Previously, we have developed a tool named CITUP to tackle this problem in the ex-istence of multiple samples from the same tumor [97]. Using simulations and real data, we showed that CITUP is able to reconstruct the tumor phylogeny when supplied with deep sequencing data on multiple samples from a single patient [97]. While targeted deep sequencing or high coverage exome sequencing are feasible alternatives to whole genome sequencing, obtaining multiple samples from solid tumors is a challenge in most clinical settings.

In fact, the majority of the tumor cohort currently analyzed by PCAWG [173] have single sample, low to medium coverage bulk sequencing data. Unfortunately, for CITUP and similar tools that exploit multiple samples to infer clonality, the ability to robustly determine the subclonal architecture of tumors deteriorate with decreasing number of samples per tumor [97]. To overcome this challenge and improve the purity and subclonal composition estimation in single-sample tumors, we introduce a new tool named CTPsingle that is specifically designed to work with low coverage bulk sequencing data from a single sample.

CTPsingle features a robust clustering framework based on a beta-binomial mixture model and infers possible phylogenies using a fast mixed integer linear programming (mILP) formulation. Currently, CTPsingle is also used to infer clonality as a part of the Tumor Evolution and Heterogeneity working group of PCAWG [173]. CTPsingle is freely avail-able from https://github.com/nlgndnmz/CTPsingle and its core functionality has been implemented in R using open source packages DPpackage [68] and lpSolve [12].

3.1.1 Related work

CTPsingle is partially based on CITUP, which uses a mixed Quadratic Integer Programming (mQIP) framework.
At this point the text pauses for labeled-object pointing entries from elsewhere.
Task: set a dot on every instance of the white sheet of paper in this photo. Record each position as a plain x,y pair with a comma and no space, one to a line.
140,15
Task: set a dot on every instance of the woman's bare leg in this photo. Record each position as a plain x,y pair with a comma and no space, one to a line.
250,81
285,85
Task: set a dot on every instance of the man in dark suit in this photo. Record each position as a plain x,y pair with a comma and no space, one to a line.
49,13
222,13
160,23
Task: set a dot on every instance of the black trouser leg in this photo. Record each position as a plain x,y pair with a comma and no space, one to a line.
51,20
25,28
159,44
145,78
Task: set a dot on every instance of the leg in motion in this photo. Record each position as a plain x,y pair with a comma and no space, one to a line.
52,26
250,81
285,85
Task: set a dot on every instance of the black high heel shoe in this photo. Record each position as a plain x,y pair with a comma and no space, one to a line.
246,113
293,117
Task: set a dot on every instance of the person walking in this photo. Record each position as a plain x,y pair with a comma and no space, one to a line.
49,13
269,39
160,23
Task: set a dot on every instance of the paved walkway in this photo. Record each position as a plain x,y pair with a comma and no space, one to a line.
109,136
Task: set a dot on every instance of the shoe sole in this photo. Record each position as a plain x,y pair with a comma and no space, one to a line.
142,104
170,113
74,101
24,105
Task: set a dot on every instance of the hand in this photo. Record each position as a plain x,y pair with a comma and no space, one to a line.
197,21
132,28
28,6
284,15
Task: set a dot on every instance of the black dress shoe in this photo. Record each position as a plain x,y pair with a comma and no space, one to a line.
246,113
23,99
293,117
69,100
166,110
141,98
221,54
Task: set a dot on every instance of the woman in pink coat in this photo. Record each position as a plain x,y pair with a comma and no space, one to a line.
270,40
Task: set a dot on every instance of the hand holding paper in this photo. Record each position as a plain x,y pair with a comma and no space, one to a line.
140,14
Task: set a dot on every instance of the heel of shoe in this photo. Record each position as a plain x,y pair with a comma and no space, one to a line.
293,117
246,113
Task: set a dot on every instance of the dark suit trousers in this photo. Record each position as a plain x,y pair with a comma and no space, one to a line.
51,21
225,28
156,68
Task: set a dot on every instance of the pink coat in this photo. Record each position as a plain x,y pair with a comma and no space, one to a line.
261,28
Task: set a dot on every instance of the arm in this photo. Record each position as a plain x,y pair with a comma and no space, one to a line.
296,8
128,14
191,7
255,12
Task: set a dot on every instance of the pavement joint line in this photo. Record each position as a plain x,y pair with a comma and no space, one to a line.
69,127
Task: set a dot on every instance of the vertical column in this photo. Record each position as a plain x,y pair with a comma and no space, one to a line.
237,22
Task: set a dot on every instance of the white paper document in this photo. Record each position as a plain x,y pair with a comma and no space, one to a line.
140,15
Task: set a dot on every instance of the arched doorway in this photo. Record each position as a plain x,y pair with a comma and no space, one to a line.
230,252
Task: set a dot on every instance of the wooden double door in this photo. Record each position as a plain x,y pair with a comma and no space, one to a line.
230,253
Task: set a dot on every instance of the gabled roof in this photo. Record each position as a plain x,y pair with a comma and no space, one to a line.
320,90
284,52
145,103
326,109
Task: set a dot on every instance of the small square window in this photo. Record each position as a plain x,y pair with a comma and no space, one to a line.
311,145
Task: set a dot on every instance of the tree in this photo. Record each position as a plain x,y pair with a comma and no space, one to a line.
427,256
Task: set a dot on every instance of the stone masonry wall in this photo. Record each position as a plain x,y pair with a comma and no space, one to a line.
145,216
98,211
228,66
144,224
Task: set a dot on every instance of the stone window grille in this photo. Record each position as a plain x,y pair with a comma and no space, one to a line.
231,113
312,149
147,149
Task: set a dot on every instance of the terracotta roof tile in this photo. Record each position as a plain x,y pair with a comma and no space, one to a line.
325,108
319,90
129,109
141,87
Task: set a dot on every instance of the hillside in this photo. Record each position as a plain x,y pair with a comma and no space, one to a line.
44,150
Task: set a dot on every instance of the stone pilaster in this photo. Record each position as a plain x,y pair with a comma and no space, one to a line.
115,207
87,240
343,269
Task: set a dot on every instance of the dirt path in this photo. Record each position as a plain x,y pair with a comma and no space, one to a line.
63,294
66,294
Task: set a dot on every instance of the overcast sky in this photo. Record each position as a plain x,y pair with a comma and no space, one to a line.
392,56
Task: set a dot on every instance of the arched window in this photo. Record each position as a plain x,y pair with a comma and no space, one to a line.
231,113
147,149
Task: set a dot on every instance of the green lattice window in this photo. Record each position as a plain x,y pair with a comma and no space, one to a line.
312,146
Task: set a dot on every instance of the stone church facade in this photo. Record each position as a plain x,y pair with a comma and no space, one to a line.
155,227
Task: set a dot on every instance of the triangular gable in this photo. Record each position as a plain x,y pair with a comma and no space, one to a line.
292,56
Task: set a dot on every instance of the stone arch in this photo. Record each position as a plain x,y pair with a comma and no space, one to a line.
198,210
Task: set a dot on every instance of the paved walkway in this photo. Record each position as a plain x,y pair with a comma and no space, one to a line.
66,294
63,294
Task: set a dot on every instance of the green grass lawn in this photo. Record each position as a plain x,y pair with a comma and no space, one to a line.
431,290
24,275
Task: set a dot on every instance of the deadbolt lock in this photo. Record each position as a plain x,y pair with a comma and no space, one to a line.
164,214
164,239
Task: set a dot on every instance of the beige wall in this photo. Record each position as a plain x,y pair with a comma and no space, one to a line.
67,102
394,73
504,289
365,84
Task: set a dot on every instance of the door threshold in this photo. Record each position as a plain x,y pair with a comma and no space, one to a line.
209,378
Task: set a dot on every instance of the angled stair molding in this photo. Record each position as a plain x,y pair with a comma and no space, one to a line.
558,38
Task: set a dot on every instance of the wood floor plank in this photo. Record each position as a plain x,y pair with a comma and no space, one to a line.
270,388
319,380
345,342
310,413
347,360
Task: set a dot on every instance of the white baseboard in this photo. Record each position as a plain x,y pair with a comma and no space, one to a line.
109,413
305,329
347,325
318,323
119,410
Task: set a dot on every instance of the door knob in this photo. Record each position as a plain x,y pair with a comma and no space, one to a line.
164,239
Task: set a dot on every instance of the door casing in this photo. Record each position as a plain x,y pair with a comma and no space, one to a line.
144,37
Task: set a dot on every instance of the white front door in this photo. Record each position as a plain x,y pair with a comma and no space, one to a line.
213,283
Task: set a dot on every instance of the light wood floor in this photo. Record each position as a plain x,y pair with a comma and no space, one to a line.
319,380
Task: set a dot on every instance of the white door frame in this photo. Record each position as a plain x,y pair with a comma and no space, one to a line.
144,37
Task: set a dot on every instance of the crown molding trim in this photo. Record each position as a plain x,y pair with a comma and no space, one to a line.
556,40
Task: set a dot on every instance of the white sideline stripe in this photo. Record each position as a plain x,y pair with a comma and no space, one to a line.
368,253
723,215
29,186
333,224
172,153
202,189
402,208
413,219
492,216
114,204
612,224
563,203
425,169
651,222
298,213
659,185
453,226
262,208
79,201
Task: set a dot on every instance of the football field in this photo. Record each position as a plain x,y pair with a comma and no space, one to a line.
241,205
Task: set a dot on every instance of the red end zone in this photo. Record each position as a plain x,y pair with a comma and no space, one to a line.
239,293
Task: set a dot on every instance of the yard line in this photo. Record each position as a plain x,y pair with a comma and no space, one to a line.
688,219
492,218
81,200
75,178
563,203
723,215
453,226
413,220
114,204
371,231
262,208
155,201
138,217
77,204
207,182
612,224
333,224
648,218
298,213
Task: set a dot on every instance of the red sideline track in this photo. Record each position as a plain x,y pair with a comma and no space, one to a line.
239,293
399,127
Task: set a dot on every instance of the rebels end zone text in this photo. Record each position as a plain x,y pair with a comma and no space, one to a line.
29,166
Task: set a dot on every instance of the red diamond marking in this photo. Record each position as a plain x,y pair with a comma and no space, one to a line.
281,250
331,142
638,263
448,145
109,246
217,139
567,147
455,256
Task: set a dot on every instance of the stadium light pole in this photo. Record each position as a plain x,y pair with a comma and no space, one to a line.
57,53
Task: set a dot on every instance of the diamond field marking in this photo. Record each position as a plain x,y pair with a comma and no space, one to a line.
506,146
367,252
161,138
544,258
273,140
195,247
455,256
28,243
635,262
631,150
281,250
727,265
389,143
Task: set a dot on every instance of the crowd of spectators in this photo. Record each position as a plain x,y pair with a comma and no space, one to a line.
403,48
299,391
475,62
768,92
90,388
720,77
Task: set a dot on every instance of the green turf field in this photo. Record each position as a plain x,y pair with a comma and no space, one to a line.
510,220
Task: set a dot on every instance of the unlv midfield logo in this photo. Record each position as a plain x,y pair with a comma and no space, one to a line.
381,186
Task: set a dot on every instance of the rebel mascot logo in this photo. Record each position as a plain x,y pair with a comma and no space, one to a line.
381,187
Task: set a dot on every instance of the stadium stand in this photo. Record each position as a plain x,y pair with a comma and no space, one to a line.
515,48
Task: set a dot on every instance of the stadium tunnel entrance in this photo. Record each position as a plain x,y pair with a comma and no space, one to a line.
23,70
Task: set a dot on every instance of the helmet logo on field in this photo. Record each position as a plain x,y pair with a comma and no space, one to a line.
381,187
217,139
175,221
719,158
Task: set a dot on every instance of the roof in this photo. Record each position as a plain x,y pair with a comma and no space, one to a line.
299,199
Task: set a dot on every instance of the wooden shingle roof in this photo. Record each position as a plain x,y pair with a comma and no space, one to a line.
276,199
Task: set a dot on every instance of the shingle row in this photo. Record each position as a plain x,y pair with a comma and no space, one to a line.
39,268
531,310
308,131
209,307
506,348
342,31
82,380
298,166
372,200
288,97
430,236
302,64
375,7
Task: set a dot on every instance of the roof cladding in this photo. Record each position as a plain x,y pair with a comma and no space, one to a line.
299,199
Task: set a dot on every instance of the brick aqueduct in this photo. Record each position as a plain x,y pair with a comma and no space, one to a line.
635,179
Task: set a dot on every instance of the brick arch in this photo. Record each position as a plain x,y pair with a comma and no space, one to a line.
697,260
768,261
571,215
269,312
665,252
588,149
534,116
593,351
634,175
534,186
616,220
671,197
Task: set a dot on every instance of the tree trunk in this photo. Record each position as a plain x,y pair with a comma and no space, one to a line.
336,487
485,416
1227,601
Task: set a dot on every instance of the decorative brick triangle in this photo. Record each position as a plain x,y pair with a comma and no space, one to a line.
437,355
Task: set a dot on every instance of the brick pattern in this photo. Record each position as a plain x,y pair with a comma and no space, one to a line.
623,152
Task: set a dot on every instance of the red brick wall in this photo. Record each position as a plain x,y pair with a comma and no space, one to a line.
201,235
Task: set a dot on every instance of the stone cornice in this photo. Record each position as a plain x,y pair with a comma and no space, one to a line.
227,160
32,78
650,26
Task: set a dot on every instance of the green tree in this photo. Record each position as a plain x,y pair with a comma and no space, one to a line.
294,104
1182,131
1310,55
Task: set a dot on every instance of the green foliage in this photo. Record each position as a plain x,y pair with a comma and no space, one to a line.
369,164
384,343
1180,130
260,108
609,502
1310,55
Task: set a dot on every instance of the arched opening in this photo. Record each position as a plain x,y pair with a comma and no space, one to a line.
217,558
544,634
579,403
Like CITUP, CTPsingle works on somatic single nucleotide variants (SNVs) on copy neutral regions of the genome. However, unlike CITUP, which takes variant allele frequencies (VAFs) as input, CTPsingle takes reference and variant read counts as input and clusters SNVs using a beta-binomial mixture model. This allows CTPsingle to infer the number of subclones in advance of phylogeny search and account for the higher noise in VAFs associated with low coverage. In addition, CTPsingle employs a simplified, iterative mILP formulation implemented using the freely available lpSolve library [12] and does not rely on any commercial libraries such as IBM CPLEXTM.

CTPsingle is also related to TrAp[159], PhyloSub [70], rec-BTP [60], Clomial [189], BayClone [151], PyClone [142], PhyloWGS [33], LICHeE [128] and AncesTree [38]. The majority of these methods are designed to work with SNVs in copy neutral regions and are developed specifically for multiple samples, while a few of them work only with single-sample datasets. Other relevant tools such as THETA [123], THetA2 [124], TITAN [58] and

CLONET [129] are designed to work on copy number data, although some of them allow the use of additional types of mutation calls.

While rec-BTP is also exclusively designed for single-sample tumors, we had previously shown that this method has inferior performance compared to CITUP even on single-sample datasets [97]. Moreover, this tool does not report which mutations are assigned to which subclones, prohibiting us from calculating some of the evaluation measures used in this work.

Instead, we compare CTPsingle to AncesTree, LICHeE and PyClone, which can also take single-sample data as input. AncesTree has an integer linear programming framework where it formulates the problem of clonality inference as a variant allele factorization problem [38]. LICHeE works by constructing an evolutionary constraint network and finding the best scoring spanning trees [128]. While PyClone does not attempt to infer tree topologies, it has a similar clustering framework to CTPsingle that is based on a Dirichlet process [142]. We show that CTPsingle outperforms these methods even when they are supplied with more than one sample per tumor. In addition, we compare CTPsingle to CITUP and demonstrate that CTPsingle performs better than CITUP in low-coverage datasets.